Using July Stats To Discern Predictive Quality of Our Batted Ball and Plate Discipline Models
(Title photo courtesy of Paul Hadsall, https://www.flickr.com/photos/paulhadsall/ . Paul Goldschmidt had the best xwOBA of any hitter entering July.)
Breaking Blue has been rolling out periodic and incremental updates to our “xSlash” project. This is an attempt to use advanced batted ball and plate discipline statistics to create expected batting lines. One of the exciting statistical stories of the 2015 season is the addition of StatCast player tracking technology, which teams have full access to and the public mostly has a batted ball trickle of (which shows up in the Gameday application and is scraped by the excellent Daren Willman’s Baseball Savant website).

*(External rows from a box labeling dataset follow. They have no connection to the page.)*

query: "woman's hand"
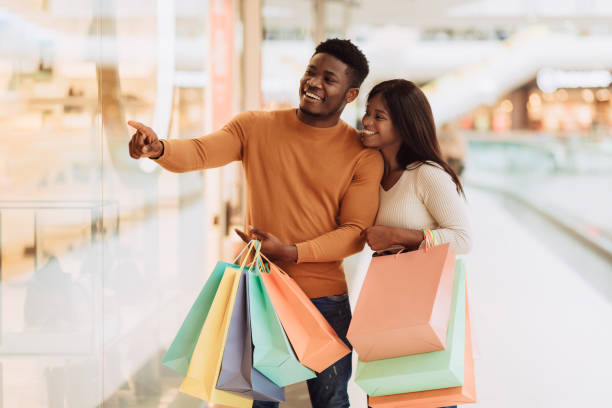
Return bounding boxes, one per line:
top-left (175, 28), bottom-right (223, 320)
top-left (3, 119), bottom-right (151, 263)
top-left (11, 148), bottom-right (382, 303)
top-left (361, 225), bottom-right (424, 251)
top-left (361, 225), bottom-right (399, 251)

Our xSlash project uses StatCast data, Baseball Info Solutions’ batted ball numbers (which were added to Fangraphs this season), and plate discipline data to produced expected rates for isolated power (ISO), batting average on balls in play (BABIP), strikeout rate (K%) and walk rate (BB%). These four rates produce the foundation for production at the plate and are enough to use for expected total production, which is illustrated with the triple slash line, weighted on-base average (wOBA) and weighted runs created plus (wRC+). Breaking Blue produced four articles earlier in the year that presented the four important expected rates on their own, with an eye towards combining them into one system. Our models have greatly improved since then — notably in simplifying them to capture more talent and less noise (adding extra variables to improve the fit isn’t a good thing if those variables don’t stabilize quickly and aren’t intimately representative of talent).
Breaking Blue embarked on this project because there was no public source that was actually using the new batted ball data in a comprehensive and constantly-updated fashion. Quoting things like average exit velocity, hard hit rate and average fly ball distance is very common in the baseball media and blogosphere but those numbers without context are hard to digest. We wanted to know what we could learn by placing these statistics and many similar ones into context.
Until now, however, we haven’t had a chance to look back at our expected rates and see what they’ve actually meant. We don’t have past years of StatCast data, so back-testing wasn’t really an option and we had limited sample data to work with. For the latter reason, I’ve tried to keep from overfitting the batted ball data.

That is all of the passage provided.